Seu único ponto de luz e sua efetiva salvação é Rebecca, ou Becky, uma ruiva que ele conhece em um vagão do metrô depois que ela o chama de “panda” por estar com os dois olhos roxos como resultado de mais uma briga autodestrutiva. O arco, então, dá impressionante guinada de 180º, apresentando-nos a um Billy completamente diferente do que conhecíamos: apaixonado, cavaleiro, não dependente de bebida e sem um pingo de violência em seu ser. Pode parecer clichê – e sem duvida é -, mas é um clichê muito bem construído que efetivamente torna fácil o leitor criar empatia pelo personagem e passar a temer por seu futuro mesmo que esse futuro já seja amplamente conhecido. Robertson também ajuda muito nesse processo transformador ao alterar levemente os traços de Billy, ao tirar sua carranca sarcásticas e/ou raivosa, substituindo-a por alguém que passou a encontrar uma tranquilizante paz interior. Esse é o Billy que queremos, por assim dizer, mesmo que saibamos que ele não vai durar.

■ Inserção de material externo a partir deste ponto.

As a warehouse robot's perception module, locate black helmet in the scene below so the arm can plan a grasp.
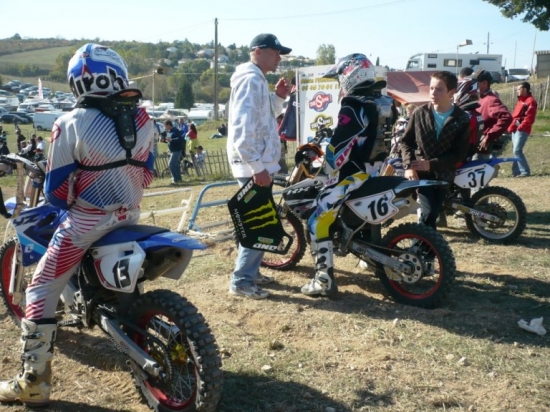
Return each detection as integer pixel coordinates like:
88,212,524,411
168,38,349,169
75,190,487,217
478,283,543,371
323,53,375,99
454,79,479,109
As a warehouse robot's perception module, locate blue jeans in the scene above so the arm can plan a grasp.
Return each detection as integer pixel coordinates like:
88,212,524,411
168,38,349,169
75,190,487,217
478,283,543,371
231,177,264,288
168,150,181,183
418,186,448,229
512,130,531,176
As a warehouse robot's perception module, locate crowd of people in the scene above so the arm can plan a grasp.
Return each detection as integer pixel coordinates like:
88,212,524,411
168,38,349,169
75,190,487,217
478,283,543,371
0,125,46,162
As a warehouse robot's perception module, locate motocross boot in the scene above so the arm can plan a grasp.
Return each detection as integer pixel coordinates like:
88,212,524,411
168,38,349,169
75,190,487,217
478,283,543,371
0,319,57,407
301,240,338,297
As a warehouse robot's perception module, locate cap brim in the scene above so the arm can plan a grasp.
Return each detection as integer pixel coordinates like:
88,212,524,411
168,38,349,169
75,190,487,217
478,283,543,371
279,46,292,54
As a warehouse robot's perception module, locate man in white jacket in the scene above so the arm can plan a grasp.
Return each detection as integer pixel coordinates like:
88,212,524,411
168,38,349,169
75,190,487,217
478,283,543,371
227,33,291,299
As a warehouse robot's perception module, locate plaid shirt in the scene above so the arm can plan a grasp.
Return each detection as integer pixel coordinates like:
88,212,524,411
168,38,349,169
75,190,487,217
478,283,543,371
401,104,470,182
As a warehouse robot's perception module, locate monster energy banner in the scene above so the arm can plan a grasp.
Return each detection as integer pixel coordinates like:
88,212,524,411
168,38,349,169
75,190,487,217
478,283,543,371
227,179,292,255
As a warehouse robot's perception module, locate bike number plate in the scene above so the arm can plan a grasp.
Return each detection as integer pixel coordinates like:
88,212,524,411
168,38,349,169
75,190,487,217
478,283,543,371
455,164,495,189
346,190,399,223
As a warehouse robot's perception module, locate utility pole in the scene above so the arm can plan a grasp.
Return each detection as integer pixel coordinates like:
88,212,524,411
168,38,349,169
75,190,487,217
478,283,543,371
214,17,218,120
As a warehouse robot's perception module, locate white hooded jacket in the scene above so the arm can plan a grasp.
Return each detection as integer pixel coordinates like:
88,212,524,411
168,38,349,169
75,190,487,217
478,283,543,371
227,62,284,178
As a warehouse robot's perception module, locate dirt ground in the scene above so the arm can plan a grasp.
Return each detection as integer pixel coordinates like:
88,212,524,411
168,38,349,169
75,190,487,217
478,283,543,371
0,177,550,412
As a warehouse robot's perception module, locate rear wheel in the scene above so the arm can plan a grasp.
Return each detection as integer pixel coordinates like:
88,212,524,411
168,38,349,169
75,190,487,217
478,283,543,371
0,238,31,326
465,186,527,243
376,223,456,308
262,212,307,271
127,290,222,412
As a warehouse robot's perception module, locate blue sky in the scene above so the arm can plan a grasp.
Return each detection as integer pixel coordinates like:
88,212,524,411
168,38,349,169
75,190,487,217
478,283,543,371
0,0,550,69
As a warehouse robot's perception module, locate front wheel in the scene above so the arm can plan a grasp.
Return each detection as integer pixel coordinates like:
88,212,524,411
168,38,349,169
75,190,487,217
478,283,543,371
262,212,307,271
376,223,456,308
465,186,527,244
128,290,222,412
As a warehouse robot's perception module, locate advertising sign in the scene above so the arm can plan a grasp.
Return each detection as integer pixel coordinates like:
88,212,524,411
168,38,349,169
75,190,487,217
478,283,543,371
296,65,340,144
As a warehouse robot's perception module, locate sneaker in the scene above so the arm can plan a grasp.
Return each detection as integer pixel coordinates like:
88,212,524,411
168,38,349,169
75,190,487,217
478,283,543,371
229,285,269,299
254,273,275,285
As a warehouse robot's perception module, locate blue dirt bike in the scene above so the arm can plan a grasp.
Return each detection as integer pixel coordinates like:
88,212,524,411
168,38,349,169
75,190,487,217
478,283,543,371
0,154,222,412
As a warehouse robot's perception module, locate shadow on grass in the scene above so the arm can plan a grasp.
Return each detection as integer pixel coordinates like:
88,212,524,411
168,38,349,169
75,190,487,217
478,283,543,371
12,399,137,412
218,371,394,412
269,269,550,346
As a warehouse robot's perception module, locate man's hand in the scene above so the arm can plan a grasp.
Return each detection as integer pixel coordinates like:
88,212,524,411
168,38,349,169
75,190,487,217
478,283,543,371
405,169,418,180
411,160,430,172
275,77,290,99
479,138,490,152
252,169,271,187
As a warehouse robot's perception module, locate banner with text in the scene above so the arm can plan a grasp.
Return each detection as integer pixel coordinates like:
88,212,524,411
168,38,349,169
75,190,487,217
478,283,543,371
296,65,340,144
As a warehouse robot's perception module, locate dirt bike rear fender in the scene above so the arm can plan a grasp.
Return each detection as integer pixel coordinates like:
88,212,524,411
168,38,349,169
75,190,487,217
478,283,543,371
138,232,206,280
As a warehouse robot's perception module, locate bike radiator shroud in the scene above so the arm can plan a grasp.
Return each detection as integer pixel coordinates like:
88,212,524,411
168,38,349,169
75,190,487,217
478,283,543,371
227,179,293,255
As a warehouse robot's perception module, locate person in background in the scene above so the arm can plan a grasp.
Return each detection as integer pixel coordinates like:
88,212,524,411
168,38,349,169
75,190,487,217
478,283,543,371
401,71,470,229
151,118,161,177
0,139,10,155
164,120,185,186
36,136,46,153
458,67,474,81
185,122,199,151
34,148,46,163
508,82,537,177
227,33,291,299
277,113,288,173
195,146,206,174
15,128,27,153
472,70,512,155
210,123,227,139
297,53,393,297
0,43,154,407
19,133,36,160
179,117,189,141
405,103,417,121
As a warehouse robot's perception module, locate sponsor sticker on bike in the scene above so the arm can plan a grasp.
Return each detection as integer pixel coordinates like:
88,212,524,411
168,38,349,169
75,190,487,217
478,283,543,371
346,190,399,223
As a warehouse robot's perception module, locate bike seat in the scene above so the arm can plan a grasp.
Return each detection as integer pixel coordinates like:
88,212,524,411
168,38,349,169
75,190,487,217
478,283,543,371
92,225,170,247
348,176,407,200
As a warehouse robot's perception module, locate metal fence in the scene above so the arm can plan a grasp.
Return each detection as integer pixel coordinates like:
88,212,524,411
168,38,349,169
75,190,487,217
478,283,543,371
498,76,550,112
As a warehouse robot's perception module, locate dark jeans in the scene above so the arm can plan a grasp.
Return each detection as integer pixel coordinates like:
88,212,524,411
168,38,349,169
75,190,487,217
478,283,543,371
418,186,448,229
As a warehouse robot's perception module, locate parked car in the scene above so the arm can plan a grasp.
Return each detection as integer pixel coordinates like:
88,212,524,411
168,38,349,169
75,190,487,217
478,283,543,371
8,112,32,123
0,113,29,124
506,69,531,83
489,72,504,83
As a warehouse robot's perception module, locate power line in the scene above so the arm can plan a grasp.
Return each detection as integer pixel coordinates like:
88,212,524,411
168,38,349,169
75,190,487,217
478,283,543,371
219,0,416,21
136,19,213,41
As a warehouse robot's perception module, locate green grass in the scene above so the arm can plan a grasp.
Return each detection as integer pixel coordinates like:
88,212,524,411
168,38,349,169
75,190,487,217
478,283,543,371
0,46,75,70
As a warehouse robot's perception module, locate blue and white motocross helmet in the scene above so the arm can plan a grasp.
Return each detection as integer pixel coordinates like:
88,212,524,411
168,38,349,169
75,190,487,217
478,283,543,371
67,43,128,98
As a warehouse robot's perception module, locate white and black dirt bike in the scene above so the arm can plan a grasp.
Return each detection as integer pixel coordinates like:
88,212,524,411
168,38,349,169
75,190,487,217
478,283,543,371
381,153,527,244
263,142,456,308
0,155,222,412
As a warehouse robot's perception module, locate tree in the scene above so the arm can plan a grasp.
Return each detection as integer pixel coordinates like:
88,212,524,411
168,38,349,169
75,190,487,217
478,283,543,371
483,0,550,31
315,44,336,65
174,77,195,109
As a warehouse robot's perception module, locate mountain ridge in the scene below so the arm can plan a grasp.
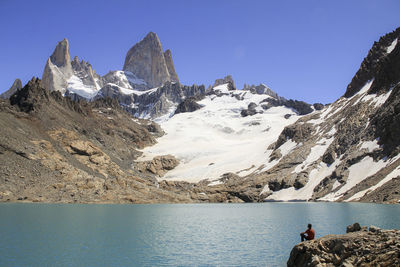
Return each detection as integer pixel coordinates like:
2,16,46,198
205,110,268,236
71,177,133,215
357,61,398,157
0,26,400,203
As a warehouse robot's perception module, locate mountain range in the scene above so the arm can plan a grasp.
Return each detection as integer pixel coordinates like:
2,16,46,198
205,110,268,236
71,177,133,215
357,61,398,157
0,28,400,203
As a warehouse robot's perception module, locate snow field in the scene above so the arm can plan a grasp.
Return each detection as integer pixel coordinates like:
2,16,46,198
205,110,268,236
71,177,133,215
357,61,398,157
139,84,298,182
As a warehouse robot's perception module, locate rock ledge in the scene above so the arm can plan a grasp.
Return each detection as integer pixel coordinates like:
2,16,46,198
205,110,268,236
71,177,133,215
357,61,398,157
287,224,400,267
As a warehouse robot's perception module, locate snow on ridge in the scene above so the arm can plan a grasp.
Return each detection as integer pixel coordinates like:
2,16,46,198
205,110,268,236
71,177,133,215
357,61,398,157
360,139,379,152
292,137,334,173
265,160,340,201
319,156,389,201
139,89,299,182
386,38,397,54
67,75,99,99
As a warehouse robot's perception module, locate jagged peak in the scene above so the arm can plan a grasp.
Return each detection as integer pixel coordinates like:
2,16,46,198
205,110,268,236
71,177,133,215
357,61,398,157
213,74,236,90
0,78,22,99
344,27,400,97
123,32,178,88
50,38,71,67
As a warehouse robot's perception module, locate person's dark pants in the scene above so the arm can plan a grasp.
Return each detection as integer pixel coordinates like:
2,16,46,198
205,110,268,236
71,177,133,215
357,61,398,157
300,234,311,242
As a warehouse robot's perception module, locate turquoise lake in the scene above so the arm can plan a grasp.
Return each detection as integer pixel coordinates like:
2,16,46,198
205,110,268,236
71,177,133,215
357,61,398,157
0,203,400,266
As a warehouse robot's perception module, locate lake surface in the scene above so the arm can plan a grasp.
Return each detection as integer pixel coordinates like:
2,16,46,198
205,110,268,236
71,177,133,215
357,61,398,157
0,203,400,266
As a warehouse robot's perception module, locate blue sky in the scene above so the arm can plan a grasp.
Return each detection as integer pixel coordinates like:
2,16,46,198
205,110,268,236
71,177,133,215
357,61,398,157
0,0,400,103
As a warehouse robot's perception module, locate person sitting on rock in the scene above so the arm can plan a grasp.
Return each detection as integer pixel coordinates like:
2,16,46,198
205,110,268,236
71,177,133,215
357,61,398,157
300,223,315,242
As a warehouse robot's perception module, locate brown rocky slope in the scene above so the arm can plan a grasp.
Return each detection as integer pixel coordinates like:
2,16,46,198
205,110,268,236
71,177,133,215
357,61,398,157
0,79,251,203
287,223,400,267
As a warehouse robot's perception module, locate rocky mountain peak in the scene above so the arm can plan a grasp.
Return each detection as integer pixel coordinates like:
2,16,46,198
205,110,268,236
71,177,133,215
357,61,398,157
344,27,400,97
0,79,22,99
213,75,236,90
10,77,49,112
50,38,71,70
164,49,179,82
123,32,178,88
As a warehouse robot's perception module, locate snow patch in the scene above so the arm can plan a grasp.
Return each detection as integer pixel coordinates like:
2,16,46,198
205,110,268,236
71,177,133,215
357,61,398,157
139,91,299,182
292,138,334,173
320,156,388,201
386,38,397,54
360,139,379,152
67,75,98,99
265,160,340,201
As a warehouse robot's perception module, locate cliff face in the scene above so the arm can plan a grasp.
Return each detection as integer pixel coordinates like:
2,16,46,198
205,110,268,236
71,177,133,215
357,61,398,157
123,32,179,88
0,79,191,203
42,39,73,93
0,79,22,99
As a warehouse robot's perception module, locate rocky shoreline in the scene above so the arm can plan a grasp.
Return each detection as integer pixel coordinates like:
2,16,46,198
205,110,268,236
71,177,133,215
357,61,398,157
287,223,400,267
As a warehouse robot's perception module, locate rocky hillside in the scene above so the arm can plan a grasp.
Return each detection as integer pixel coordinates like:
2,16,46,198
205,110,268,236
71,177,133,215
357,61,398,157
35,32,205,119
0,79,22,99
1,29,400,203
287,223,400,267
0,79,198,203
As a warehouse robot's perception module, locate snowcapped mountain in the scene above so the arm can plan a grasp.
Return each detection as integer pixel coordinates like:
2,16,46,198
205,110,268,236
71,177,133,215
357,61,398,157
141,83,299,182
139,26,400,201
42,32,205,119
4,28,400,202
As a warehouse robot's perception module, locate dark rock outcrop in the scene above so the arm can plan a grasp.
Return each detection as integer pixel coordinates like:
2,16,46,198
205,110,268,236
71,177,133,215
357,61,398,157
123,32,178,88
213,75,236,90
164,49,179,82
287,225,400,267
344,28,400,97
10,78,50,112
42,39,73,93
0,79,22,99
175,97,202,115
275,123,313,149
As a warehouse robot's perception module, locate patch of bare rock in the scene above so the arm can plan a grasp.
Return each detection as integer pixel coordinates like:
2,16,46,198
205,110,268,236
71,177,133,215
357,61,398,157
287,223,400,267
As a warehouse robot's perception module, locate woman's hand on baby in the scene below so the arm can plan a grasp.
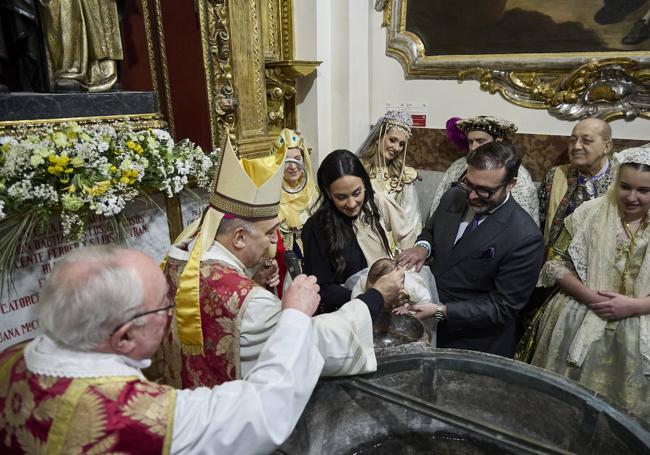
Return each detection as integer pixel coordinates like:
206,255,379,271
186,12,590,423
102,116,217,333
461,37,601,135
399,245,427,272
392,305,411,314
407,303,437,319
372,267,404,302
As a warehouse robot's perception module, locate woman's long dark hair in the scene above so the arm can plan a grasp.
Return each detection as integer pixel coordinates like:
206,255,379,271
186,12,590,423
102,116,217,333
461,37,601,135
314,150,390,280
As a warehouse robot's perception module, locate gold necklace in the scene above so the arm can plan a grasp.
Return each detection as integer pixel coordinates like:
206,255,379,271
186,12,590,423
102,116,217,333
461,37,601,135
616,219,646,295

E não dura mesmo. O estupro de Becky pelo Homelander e sua consequente morte no parto explosivo de um super-bebê é ao mesmo tempo horrível e elegantemente contado. Mas essa elegância vem depois do horror do momento da morte de Becky, com Billy, atônito, literalmente destroçando o bebê em talvez um dos momentos mais explicitamente violentos de toda a série em quadrinhos. A elegância vem na forma como o estupro em si é abordado, sem nada gráfico, apenas em páginas escritas no diário secreto de Becky que Mallory entrega para Billy na prisão, depois que ele se recusa a assinar documentos de confidencialidade sobre o ocorrido e, ato contínuo, arrancar os olhos do agente do outro lado da mesa. Essa escolha de Ennis é vital para evitar a banalização do evento e a perigosa degradação do momento. Já chega o estupro de Starlight no começo da saga para deixar bem evidente a perversidade dos super-heróis desse universo. Mas que fique bem claro: o texto é tão bem escrito, tão realista, que ele talvez seja muito mais poderoso do que qualquer imagem explícita que Robertson pudesse conjurar com seu excelentes traços. E, com isso, aquele instinto assassino – inato ou adquirido? – de Billy renasce com força total, ajudado, claro, por seu recrutamento por Mallory que logo percebe que talvez tenha trazido um monstro para seu meio.

Pau pra Toda Obra não só é um dos melhores arcos de toda a série até agora, como também o melhor arco de origem ou “de passado” sobre esse universo. Um exemplo de como escrever uma história cativante e assustadora ao mesmo tempo que contextualiza um importante personagem e, mesmo que não procure justificar suas ações, pelo menos mostra que elas não vêm do nada, paralelizando-a com a “origem” de Hughie e deixando ainda mais evidente as diferenças entre o pequeno escocês e o grande inglês.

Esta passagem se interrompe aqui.